Andrew was born in Whanganui into a farming family. He graduated with a Bachelor of Business Studies from Massey University and qualified as a chartered accountant. He worked for the Southpac corporate finance team in New Zealand before transferring to London where he worked for a number of years. After returning to New Zealand, he co-founded a merchant bank, offering corporate advisory and capital markets advice to a range of government entities, local authorities and corporate clients.

During his corporate career Andrew has been a director of numerous companies, including the chair of the board of New Zealand Financial Planning and a trustee of the Enterprise Franklin Development Trust, the economic development arm of the Franklin Council. He is a Fellow of the Institute of Managers and Leaders, the NZ Chartered Institute of Corporate Management and the UK Chartered Association of Certified Accountants. He is also a Fellow of the Royal Geographical Society in London.

With his twin brother Paul, he has owned a hill country farm and a range of other businesses, including an award-winning composting and recycling environmental business that receives over 40,000 tonnes per annum of organic and inorganic materials that are processed into beneficial products for use by horticulturalists and farmers.
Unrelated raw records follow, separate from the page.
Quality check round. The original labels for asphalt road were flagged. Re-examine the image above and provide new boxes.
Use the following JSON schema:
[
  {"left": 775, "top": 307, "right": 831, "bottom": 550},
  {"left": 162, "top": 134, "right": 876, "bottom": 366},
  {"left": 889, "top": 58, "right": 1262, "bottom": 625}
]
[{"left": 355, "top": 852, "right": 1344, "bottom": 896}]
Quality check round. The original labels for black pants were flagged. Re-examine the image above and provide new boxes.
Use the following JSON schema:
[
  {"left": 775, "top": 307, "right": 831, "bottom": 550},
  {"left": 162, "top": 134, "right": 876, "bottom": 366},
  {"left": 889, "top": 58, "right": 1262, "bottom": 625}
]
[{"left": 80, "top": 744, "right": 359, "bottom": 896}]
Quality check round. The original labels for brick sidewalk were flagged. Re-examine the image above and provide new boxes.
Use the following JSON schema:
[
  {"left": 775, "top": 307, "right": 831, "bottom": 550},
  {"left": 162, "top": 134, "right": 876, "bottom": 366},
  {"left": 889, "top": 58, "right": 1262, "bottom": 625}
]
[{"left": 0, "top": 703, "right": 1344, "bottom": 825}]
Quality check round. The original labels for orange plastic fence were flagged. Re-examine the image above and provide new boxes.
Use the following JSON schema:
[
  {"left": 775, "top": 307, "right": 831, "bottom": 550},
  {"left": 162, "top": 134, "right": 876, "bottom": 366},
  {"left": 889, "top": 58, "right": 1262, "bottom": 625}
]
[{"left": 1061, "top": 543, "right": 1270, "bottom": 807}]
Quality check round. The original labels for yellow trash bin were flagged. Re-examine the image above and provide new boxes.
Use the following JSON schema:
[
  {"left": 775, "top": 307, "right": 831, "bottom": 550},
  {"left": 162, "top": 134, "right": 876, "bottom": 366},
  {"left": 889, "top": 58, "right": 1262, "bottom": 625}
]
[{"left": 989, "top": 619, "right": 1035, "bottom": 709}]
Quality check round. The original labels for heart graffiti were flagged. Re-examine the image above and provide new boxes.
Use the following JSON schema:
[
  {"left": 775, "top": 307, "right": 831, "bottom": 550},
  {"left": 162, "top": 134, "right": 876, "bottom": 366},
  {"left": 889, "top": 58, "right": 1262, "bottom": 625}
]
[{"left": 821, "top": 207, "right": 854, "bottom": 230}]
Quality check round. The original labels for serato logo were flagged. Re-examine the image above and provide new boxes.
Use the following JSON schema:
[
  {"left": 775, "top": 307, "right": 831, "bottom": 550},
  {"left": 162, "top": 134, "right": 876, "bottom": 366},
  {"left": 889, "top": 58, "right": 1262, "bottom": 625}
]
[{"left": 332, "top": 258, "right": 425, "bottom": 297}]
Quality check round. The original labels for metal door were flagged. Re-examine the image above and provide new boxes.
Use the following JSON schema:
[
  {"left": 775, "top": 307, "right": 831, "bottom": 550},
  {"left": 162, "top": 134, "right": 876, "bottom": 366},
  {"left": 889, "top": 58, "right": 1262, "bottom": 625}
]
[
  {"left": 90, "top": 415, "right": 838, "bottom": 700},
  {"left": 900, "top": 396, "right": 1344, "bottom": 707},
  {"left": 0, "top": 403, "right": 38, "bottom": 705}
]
Formerly an Officer in the New Zealand Territorial Army and British Parachute (TA) Regiment, Andrew is as comfortable in the outdoors as he is in the boardroom. He had a long career in adventure racing, including competing in three Coast-to-Coast events, marathons and Ironman events. Mountaineering is another passion and Andrew has scaled many mountain peaks, including Aoraki Mt Cook and Mt Aspiring, and four mountains in Antarctica, including Vinson Massif (the highest mountain in Antarctica), making a first ascent and completing a new route on a third. In the summer of 2012/13, he dragged a sled 120km to the South Pole.

Andrew is married and has three sons, with whom he has shared some epic adventures.

In 2016, Andrew and his eldest son James each dragged a sled 120km across the ice to the North Pole. For Andrew, this accomplished the double of trekking to both poles; it is estimated that only about 150 people in the world have achieved this.

In January 2019, Andrew and his middle son Dan undertook a 500km camel ride through Jordan, retracing the route taken by Colonel T.E. Lawrence and the tribes from the region when they carried out successful military actions against Turkish forces to capture the port city of Aqaba. They were the first people to retrace Lawrence’s journeys since WW1. Their findings were published in the August 2019 edition of the T.E. Lawrence Society journal.

In late December 2022, Andrew travelled to the northernmost province of Mongolia with his third son George to spend time with the Dukha people, one of the last groups of nomadic reindeer herders in the world. They spent two weeks living with a Dukha family, riding reindeer between 20-30km a day, herding the reindeer and protecting them from attacks by wolves. A film crew travelled with them with the intention of making a documentary.